Frauen kontextabhängig ansprechen. Juliane und die drei positiven Dinge.

23. Juni 2023. Am Vormittag hatte es die ganze Zeit geregnet. Gestern gab es eine Überschwemmung im Keller von Tobis Eltern. Und wenn man auf dem Dachboden des Hauses war, wo Mama wohnte, konnte man den Himmel sehen, ohne durch das Fenster zu schauen. Die Dachpfannen auf dem Haus wurden vom Wind runter geweht. Ich sah solche Fälle zwar in den Nachrichten, aber es war mir nie bewusst, dass der Sturm und die Überschwemmung auch meine Bekannte treffen könnte.
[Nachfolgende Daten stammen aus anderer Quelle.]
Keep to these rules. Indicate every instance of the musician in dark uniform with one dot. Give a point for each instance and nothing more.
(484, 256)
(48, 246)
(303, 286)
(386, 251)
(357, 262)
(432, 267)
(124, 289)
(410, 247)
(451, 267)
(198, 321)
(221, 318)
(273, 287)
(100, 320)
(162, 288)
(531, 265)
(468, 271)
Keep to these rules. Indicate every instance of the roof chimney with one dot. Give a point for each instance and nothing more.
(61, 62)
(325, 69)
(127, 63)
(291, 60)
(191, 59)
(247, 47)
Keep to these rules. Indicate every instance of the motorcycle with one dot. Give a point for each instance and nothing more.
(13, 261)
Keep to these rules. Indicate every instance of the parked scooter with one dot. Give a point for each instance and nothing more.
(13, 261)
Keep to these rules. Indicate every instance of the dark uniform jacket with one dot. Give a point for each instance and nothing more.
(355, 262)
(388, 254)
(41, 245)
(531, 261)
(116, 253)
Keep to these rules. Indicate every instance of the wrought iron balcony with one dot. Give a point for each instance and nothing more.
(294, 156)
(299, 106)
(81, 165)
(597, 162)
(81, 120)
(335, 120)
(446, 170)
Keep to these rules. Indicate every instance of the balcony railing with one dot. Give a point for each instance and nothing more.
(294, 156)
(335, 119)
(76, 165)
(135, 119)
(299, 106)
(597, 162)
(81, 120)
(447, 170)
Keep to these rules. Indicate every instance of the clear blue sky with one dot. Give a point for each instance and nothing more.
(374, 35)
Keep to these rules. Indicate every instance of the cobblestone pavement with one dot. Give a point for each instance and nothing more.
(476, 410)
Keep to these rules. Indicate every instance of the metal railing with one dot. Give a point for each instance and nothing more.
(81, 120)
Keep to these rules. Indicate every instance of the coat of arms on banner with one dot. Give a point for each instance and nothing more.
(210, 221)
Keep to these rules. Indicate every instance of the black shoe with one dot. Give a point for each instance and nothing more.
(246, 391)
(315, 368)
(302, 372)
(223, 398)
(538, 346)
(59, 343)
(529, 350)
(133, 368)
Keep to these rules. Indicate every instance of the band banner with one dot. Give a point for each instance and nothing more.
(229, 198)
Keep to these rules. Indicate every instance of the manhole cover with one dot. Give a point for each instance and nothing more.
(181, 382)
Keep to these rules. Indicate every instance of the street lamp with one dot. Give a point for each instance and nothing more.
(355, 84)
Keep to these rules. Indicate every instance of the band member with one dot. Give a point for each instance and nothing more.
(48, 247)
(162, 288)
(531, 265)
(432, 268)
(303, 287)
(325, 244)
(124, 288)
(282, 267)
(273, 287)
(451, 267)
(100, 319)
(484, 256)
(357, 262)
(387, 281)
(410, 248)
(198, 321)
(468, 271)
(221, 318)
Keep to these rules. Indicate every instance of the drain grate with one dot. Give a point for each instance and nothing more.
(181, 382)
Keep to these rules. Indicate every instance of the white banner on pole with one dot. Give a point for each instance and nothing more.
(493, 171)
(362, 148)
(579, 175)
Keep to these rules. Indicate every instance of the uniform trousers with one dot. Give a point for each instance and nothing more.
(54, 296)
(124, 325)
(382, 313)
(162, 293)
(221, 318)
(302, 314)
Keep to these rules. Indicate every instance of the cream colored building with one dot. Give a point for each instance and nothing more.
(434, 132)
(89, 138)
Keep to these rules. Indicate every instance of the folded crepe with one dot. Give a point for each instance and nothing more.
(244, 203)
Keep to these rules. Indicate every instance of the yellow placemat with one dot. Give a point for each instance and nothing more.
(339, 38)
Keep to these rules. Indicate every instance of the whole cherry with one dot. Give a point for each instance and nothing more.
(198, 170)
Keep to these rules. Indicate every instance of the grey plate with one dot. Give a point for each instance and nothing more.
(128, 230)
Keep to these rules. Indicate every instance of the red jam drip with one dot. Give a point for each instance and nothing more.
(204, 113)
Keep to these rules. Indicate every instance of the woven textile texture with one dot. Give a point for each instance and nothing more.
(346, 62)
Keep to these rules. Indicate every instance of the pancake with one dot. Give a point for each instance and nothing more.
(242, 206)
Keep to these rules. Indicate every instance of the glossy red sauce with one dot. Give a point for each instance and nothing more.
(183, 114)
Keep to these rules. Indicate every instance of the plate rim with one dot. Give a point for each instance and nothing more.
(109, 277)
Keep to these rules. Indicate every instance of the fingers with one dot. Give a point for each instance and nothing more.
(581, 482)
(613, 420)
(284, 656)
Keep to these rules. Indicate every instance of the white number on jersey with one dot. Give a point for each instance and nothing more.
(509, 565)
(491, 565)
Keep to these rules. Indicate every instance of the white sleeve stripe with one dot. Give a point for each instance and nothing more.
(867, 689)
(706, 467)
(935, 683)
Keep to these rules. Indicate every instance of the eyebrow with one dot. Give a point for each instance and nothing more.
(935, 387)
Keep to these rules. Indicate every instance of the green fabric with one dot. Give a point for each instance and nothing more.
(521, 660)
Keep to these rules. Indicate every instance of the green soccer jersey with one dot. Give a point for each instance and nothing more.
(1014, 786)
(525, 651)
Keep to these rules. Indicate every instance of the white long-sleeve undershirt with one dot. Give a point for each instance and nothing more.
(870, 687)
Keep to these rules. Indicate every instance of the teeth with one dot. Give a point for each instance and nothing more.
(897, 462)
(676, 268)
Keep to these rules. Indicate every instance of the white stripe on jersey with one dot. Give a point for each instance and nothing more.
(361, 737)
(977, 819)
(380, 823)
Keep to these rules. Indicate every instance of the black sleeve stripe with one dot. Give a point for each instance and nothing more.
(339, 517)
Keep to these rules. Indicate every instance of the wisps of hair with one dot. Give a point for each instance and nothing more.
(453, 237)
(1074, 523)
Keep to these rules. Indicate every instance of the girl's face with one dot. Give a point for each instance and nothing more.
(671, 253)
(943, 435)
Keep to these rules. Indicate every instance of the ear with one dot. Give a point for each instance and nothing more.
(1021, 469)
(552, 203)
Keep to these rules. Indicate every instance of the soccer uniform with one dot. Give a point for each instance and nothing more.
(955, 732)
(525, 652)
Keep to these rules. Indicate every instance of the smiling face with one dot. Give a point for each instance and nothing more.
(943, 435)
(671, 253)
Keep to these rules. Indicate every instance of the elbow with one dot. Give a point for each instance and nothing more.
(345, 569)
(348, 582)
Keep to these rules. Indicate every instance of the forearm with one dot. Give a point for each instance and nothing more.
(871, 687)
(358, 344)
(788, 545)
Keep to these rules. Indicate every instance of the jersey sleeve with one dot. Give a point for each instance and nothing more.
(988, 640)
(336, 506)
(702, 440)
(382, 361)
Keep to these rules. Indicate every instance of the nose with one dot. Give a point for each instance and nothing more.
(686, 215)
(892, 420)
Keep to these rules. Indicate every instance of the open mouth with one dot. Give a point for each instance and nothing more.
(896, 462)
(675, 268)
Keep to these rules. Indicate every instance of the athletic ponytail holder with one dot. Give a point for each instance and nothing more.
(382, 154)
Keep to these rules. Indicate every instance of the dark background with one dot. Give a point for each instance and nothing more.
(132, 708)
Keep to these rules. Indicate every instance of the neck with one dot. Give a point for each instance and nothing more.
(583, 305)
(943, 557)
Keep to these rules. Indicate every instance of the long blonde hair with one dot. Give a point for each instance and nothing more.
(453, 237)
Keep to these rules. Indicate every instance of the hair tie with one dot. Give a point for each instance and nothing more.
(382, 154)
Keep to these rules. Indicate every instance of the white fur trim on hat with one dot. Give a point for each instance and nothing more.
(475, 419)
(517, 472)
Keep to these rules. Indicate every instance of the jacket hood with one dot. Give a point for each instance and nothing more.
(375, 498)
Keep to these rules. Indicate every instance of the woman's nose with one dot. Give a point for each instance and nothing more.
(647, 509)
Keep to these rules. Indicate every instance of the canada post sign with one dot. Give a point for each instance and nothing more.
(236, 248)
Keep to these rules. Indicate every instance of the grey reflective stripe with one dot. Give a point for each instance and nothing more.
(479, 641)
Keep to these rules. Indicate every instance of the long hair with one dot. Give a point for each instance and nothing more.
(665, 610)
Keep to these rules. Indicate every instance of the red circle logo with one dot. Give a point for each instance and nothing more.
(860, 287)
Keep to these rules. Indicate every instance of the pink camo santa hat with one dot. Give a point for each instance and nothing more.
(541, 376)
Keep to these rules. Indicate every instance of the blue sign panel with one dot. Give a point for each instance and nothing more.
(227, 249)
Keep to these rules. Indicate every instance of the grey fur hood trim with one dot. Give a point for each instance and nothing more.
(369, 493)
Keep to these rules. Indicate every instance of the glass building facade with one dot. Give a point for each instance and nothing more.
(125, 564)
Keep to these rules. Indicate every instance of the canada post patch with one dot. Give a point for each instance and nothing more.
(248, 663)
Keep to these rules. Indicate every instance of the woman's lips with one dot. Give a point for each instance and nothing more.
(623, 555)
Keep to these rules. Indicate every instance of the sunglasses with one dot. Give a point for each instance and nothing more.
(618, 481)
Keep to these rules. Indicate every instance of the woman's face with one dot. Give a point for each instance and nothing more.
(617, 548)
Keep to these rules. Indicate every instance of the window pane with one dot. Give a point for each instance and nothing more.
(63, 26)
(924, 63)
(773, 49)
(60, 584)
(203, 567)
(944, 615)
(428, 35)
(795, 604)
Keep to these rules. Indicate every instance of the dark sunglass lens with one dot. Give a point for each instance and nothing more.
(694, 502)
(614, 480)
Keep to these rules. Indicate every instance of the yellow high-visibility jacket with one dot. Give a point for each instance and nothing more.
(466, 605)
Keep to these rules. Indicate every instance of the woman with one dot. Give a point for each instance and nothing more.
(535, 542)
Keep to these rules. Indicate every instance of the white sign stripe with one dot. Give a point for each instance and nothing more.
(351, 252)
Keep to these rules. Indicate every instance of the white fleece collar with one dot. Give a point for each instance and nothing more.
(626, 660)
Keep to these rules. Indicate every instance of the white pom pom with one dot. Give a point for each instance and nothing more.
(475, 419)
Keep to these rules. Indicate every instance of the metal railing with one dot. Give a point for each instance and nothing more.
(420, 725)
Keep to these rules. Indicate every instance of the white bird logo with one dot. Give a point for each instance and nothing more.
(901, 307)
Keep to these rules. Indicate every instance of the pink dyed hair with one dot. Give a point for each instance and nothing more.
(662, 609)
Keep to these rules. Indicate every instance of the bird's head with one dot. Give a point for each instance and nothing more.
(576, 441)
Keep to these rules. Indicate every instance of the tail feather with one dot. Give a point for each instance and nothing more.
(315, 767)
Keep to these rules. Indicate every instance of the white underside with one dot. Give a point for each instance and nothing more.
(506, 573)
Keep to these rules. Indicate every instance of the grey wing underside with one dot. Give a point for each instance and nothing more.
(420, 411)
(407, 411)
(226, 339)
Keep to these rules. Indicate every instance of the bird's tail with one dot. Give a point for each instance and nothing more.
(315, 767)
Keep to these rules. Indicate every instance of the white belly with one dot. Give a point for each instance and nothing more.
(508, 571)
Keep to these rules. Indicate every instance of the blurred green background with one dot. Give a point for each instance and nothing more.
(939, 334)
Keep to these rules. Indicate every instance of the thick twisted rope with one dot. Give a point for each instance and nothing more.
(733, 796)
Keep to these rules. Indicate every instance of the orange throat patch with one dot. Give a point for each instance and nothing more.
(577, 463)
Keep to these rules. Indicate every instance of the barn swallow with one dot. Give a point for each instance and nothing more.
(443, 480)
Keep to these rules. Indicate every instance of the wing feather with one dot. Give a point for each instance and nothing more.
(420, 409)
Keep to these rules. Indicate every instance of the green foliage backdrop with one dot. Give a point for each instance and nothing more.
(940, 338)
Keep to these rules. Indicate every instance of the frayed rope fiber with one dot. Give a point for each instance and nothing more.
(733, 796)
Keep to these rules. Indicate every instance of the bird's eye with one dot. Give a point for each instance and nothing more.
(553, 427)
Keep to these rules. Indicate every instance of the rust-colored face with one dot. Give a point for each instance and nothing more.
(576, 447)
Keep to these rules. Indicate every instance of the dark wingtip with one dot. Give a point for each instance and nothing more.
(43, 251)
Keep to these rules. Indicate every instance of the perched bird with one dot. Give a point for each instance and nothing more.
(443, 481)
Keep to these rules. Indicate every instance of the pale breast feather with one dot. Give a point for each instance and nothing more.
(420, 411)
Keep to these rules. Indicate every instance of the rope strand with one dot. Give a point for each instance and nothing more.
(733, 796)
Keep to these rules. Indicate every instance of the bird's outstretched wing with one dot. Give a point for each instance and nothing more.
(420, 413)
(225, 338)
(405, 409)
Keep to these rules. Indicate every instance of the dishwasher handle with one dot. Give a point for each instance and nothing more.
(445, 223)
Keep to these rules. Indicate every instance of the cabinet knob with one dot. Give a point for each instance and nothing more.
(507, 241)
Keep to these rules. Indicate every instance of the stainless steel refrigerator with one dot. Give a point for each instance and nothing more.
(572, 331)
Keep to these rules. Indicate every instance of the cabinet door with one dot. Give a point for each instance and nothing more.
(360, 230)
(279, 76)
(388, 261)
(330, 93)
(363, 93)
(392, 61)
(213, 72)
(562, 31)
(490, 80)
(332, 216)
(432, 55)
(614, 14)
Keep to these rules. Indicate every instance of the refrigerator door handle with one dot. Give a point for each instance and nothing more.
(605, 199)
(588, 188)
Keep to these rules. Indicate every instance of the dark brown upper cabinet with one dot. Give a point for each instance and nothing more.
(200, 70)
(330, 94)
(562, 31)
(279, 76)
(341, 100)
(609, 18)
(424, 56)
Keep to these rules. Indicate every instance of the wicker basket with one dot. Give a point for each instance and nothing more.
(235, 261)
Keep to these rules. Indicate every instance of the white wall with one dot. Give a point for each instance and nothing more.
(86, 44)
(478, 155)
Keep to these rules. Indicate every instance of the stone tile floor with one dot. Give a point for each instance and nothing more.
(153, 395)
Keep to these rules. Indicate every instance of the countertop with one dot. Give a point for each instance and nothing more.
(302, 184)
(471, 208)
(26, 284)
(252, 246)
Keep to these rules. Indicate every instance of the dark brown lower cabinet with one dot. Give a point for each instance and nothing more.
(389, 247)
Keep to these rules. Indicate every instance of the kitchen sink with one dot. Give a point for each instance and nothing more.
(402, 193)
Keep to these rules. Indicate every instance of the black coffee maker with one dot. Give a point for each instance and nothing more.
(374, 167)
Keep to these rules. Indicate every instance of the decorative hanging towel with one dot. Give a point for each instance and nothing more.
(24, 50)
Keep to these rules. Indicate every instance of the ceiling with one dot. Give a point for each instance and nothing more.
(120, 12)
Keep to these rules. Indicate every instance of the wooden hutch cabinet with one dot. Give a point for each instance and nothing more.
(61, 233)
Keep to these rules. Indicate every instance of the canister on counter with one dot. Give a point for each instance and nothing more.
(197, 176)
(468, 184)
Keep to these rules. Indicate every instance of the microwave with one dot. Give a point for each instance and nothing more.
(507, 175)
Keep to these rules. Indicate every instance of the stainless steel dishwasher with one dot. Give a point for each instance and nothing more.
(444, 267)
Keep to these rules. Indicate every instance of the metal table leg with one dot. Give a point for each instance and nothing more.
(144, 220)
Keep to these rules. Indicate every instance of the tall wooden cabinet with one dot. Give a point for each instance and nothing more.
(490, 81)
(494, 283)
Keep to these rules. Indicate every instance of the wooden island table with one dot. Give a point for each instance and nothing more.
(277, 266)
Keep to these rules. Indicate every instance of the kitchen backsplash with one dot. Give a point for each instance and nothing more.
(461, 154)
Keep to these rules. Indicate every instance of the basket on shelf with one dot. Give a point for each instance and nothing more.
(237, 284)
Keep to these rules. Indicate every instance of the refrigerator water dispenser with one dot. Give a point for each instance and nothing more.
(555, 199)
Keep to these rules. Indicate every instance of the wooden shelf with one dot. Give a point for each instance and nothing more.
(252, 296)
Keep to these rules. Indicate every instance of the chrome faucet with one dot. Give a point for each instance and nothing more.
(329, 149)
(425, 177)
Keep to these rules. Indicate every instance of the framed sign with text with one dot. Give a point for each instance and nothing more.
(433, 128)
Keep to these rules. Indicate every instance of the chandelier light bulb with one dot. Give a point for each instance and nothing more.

Ich saß in der Mensa und genoss mein Thai-Curry mit Salat. Plötzlich kam eine blonde Studentin auf mich zu. ich dachte sie würde mich ansprechen, doch sie blieb an meinem Tisch stehen, obwohl die ganze Mensa fast leer war. Sie stellte sich leicht seitlich zu mir gedreht. Sie tippte etwas auf ihrem Handy und schaute mich dann ohne zu lächeln an. Ich erwiderte ihren Blick. Dann tippte sie weiter. Unter ihrem Arm hielt sie ein weißes Buch, dessen Titel ich aufgrund ihres Arms nicht lesen konnte.

Anschließend ging sie zur Theke, wo vegane Gerichte ausgegeben wurden. Durch die durchsichtige Vitrine konnte ich sehen, was sie auswählte. Als sie ihr Essen bekam, stand sie mit dem Rücken zu mir, und ich konnte ihren Rücken bewundern: »Meine Güte, was für ein geiler Rücken!«, dachte ich mir. Sie gefiel mir. Leider setzte sie sich viel weiter weg von mir, als ich vermutet hatte. Zuerst schien es, als ob sie an mir interessiert war, aber die Wahl ihres Sitzplatzes ließ mich daran zweifeln.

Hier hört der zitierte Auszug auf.